Sopir bercerita panjang tentang kejadian tadi, menjawab semua kebingungan kami. Dan inilah jawabannya… 

Mengapa sopir ugal-ugalan sejak ada penumpang turun di Semanggi? Sopir sudah tahu bahwa ada satu orang anggota copet yang sudah naik di Kopaja. Dia sengaja menyetir ugal-ugalan, mengerem mendadak, menginjak gas-rem bergantian. Semua itu dia lakukan agar penumpang turun dengan cepat sehingga copet sulit beraksi. Pada umumnya, pencopetan terjadi ketika penumpang akan turun dari angkutan. Selain itu, jika Kopaja berjalan tidak stabil, copet akan sulit untuk menentukan sasaran ketika akan mencopet. Lalu mengapa para pria itu tahu bahwa sopir sudah memberitahu penumpang? Tentu saja, karena sudah ada satu pria yang berada di dalam Kopaja sebelum sekelompok pria itu naik.

Menurut sopir, kelompok pria itu adalah orang Batak. Biasanya mereka mencopet di Metromini 640. Dari arah Semanggi, copet Metromini 640  biasanya turun di putaran Patung Pancoran. Sedangkan copet yang beroperasi di Kopaja 66 biasanya hanya bertugas dari Senayan sampai Semanggi. Mungkin karena hari Sabtu, copet-copet itu berpindah trayek, hehe…

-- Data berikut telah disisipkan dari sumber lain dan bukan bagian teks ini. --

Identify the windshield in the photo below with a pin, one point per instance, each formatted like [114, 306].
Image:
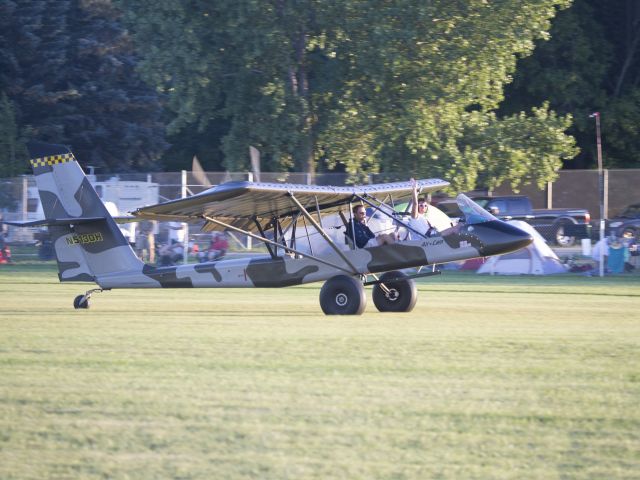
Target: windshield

Sopir juga menceritakan ciri-ciri copet yang bisa dikenali dengan mudah. Biasanya, copet naik bergerombol. Sebagian di antaranya membawa tas ransel yang terlihat kosong, sebagian lainnya tidak membawa tas. Copet akan berdiri meskipun ada kursi kosong. Selain itu, posisi mereka berdiri cenderung menyebar. Ciri-ciri lainnya, copet biasanya tidak membayar ongkos penuh. Namun ciri-ciri ini hanya bisa diketahui jika kita melihat kernet menagih ongkos, dengan kata lain, jika mereka berada sangat dekat dengan kita. Hiii…
Tanpa terasa kami sampai di tempat tujuan. Kami sempatkan untuk berterima kasih pada sopir sebelum turun dengan lunglai. Hari itu saya belajar untuk tidak berburuk sangka pada sopir yang ugal-ugalan. Jangan berburuk sangka, tapi tetap waspada.